That's certainly more positive and a bit clearer than confusing people by mentioning percentages and defining the question purely in terms of National's specific programme (which people may not know and do not need to know to exercise an opinion).

And as for whingeing from the right about the use of parliamentary service funding for the referendum: considering some of the campaign rorts that are acceptable under the parliamentary service rules the advocacy for a democratic measure like a petition for a referendum does not appear inconsistent with that sort of funding.

Keep Our Assets Facebook page.


At 31/5/12 1:29 pm, Blogger Graeme Edgeler said...

The Parliamentary Spending rules were deliberately written to allow the spending of money on seeking signatures for CIR petitions.

At 31/5/12 9:47 pm, Blogger Alex said...

Well I'm glad the question is slanted against keeping the assets.

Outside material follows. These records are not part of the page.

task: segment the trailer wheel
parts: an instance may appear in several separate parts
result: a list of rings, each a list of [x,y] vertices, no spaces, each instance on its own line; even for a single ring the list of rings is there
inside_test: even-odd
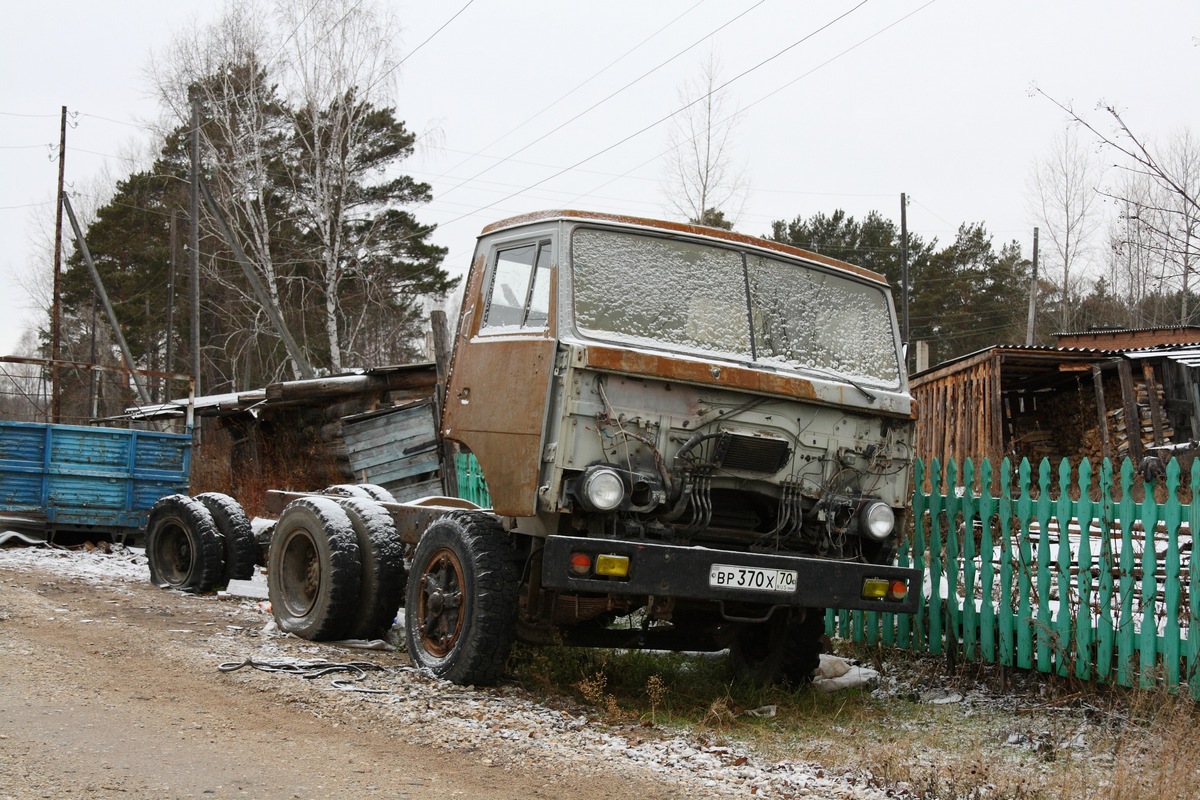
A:
[[[351,497],[338,502],[350,518],[362,559],[356,613],[346,635],[376,639],[392,627],[404,601],[404,543],[391,514],[376,501]]]
[[[811,681],[821,665],[825,615],[819,608],[804,612],[803,619],[776,614],[767,622],[739,624],[729,643],[733,677],[761,687]]]
[[[225,580],[248,580],[254,575],[258,549],[250,518],[238,502],[227,494],[205,492],[196,495],[196,499],[212,514],[217,532],[225,539]]]
[[[327,497],[288,503],[267,557],[267,595],[280,630],[314,641],[345,635],[361,581],[358,538]]]
[[[224,544],[212,514],[187,495],[172,494],[146,520],[150,581],[163,588],[205,592],[225,573]]]
[[[415,665],[460,685],[500,679],[516,633],[516,558],[487,514],[452,511],[425,529],[405,604]]]

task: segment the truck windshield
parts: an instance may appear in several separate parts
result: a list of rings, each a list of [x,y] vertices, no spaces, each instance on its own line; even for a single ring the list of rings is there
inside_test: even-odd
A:
[[[581,333],[898,387],[884,290],[758,253],[623,231],[571,240]]]

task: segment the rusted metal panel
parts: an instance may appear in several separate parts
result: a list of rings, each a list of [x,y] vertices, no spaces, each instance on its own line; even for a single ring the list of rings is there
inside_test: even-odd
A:
[[[481,256],[464,295],[470,305],[454,348],[442,435],[475,454],[497,514],[532,516],[557,347],[556,291],[552,284],[545,330],[479,335],[484,266]]]
[[[589,345],[581,353],[586,353],[583,356],[586,358],[586,364],[579,366],[594,369],[743,389],[788,398],[815,400],[817,397],[811,381],[792,375],[760,372],[730,364],[706,364],[666,353],[622,350],[597,345]]]

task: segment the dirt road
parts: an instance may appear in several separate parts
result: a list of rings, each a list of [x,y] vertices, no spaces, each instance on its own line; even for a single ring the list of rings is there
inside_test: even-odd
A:
[[[90,559],[90,560],[89,560]],[[250,602],[151,586],[136,553],[0,550],[4,798],[882,797],[803,765],[621,730],[398,652],[264,630]],[[382,667],[306,680],[223,663]]]

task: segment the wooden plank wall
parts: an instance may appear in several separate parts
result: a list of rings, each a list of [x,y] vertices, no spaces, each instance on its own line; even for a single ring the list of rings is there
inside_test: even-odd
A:
[[[918,418],[915,452],[942,463],[1002,457],[1004,424],[999,358],[914,386]]]

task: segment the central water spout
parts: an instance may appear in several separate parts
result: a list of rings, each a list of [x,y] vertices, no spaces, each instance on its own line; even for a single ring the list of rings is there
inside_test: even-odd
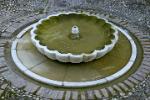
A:
[[[79,38],[79,28],[78,26],[74,25],[71,29],[71,37],[73,39],[77,39]]]

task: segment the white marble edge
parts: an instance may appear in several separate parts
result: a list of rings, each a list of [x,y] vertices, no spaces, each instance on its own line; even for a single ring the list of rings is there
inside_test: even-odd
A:
[[[103,49],[94,50],[91,54],[86,54],[86,53],[82,53],[80,55],[74,55],[71,53],[62,54],[56,50],[49,50],[47,48],[47,46],[40,45],[39,40],[35,39],[36,34],[34,33],[34,31],[37,29],[37,25],[40,25],[42,23],[42,21],[47,20],[52,16],[58,16],[60,14],[71,14],[71,13],[81,14],[79,12],[63,12],[63,13],[53,14],[53,15],[49,15],[47,18],[43,18],[43,19],[39,20],[39,22],[37,22],[36,24],[33,25],[33,29],[31,30],[31,33],[30,33],[31,40],[32,40],[33,44],[35,45],[35,47],[38,48],[38,50],[42,54],[46,55],[50,59],[52,58],[53,60],[58,60],[60,62],[81,63],[81,62],[88,62],[88,61],[92,61],[94,59],[101,58],[102,56],[104,56],[105,54],[107,54],[108,52],[110,52],[113,49],[116,42],[118,41],[118,30],[113,26],[111,28],[115,30],[115,32],[113,33],[115,38],[111,40],[112,43],[105,45],[105,47]],[[88,16],[96,16],[97,18],[101,18],[97,15],[90,14],[88,12],[83,12],[82,14],[86,14]],[[112,25],[112,23],[108,22],[108,20],[106,20],[105,18],[101,18],[101,19],[103,19],[106,23]],[[53,51],[55,51],[55,52],[53,52]],[[78,58],[78,59],[76,59],[76,58]]]
[[[40,76],[40,75],[30,71],[30,70],[26,70],[23,73],[26,74],[27,76],[39,81],[39,82],[43,82],[43,83],[46,83],[48,85],[63,86],[63,82],[61,82],[61,81],[55,81],[55,80],[47,79],[47,78]]]
[[[14,63],[16,64],[16,66],[21,70],[27,70],[27,68],[20,62],[20,60],[18,59],[17,56],[17,44],[18,44],[18,39],[16,39],[15,41],[13,41],[12,46],[11,46],[11,56],[13,58]]]
[[[13,42],[12,42],[12,45],[11,45],[11,50],[16,50],[16,48],[17,48],[17,44],[18,44],[18,39],[16,39],[16,40],[14,40]]]
[[[31,25],[31,26],[34,26],[34,25]],[[115,25],[114,25],[115,26]],[[50,79],[47,79],[47,78],[44,78],[40,75],[37,75],[35,73],[33,73],[32,71],[28,70],[26,66],[24,66],[20,60],[18,59],[18,56],[17,56],[17,51],[16,51],[16,47],[17,47],[17,42],[18,42],[18,39],[16,39],[13,43],[12,43],[12,47],[11,47],[11,56],[13,58],[13,61],[15,62],[15,64],[17,65],[17,67],[24,73],[26,74],[27,76],[37,80],[37,81],[40,81],[40,82],[44,82],[46,84],[49,84],[49,85],[54,85],[54,86],[61,86],[61,87],[87,87],[87,86],[93,86],[93,85],[98,85],[98,84],[103,84],[103,83],[106,83],[106,82],[110,82],[114,79],[117,79],[119,78],[120,76],[122,76],[123,74],[125,74],[131,67],[132,65],[134,64],[134,61],[136,60],[136,56],[137,56],[137,48],[136,48],[136,44],[135,42],[133,41],[133,39],[130,37],[130,35],[128,34],[127,31],[123,30],[122,28],[118,27],[118,26],[115,26],[118,30],[120,30],[127,38],[128,40],[130,41],[131,43],[131,47],[132,47],[132,55],[130,57],[130,60],[129,62],[121,69],[119,70],[118,72],[108,76],[108,77],[105,77],[105,78],[102,78],[102,79],[99,79],[99,80],[94,80],[94,81],[85,81],[85,82],[66,82],[66,81],[55,81],[55,80],[50,80]],[[31,28],[31,27],[30,27]],[[29,29],[30,29],[29,28]],[[20,33],[21,35],[23,35],[23,33]],[[19,35],[19,34],[18,34]],[[21,36],[20,35],[20,36]],[[21,38],[21,37],[20,37]]]

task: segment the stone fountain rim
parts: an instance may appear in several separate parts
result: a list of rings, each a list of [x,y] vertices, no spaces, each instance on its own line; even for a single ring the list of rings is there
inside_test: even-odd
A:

That way, when the Keep our Assets coalition win the referendum, it will be completely and utterly obvious what the will of the nation is.

Compare this to the infamous 'light smack' referendum. The results to that referendum were only ever going to agree with the question. This is different, as it requires people to make a clear statement of what they think the Govt should do.

At 31/5/12 10:55 pm, Blogger Pale Fire said...

I also wonder whether merging Air NZ with the energy companies is wise. They seem to belong to different categories of urgency, and certainly some people I've talked to (whether you agree or not) are a lot more ambivalent about losing control of Air NZ than the energy companies...

At 1/6/12 7:04 am, Blogger Shaun Hotchkiss said...

It's very head when asking a question like this not to lead the neutral responder. For a petition it is fine because you're only getting those with an active interest sharing their opinion. However, for a referendum it is very delicate. The question has to be as neutral as possible, or people without much interest in the issue will vote for whatever sounds the most positive.

If you just want a yes vote on the question, then fine you can deliberately ask a leading question, but then nobody will care what the result is (like the smacking/"good parenting" referendum). So, when framing this question it is not sensible to be thinking "I want people to support this cause, how should I phrase this referendum question" because then your question won't be neutral. You should instead be thinking "I want someone who is undecided on this cause to also be undecided on their response to the referendum question".

I don't think this would be the case for your suggested question. Someone undecided would just think "Oh yeah, if things were better I reckon it would be good if the govt could keep these assets, I'll vote for that".

Also, your wording had the awkward situation that someone who supports the current government has to choose no to a question that starts "Do you support the government..."

I'm a Green voter/member living overseas. Your post was the first time I've seen the actual wording being used for this petition and I think they've done a very good job. If this referendum passes with a strong no (or yes) vote it will be very hard to argue against the result.

Essentially, I agree with Alex, above.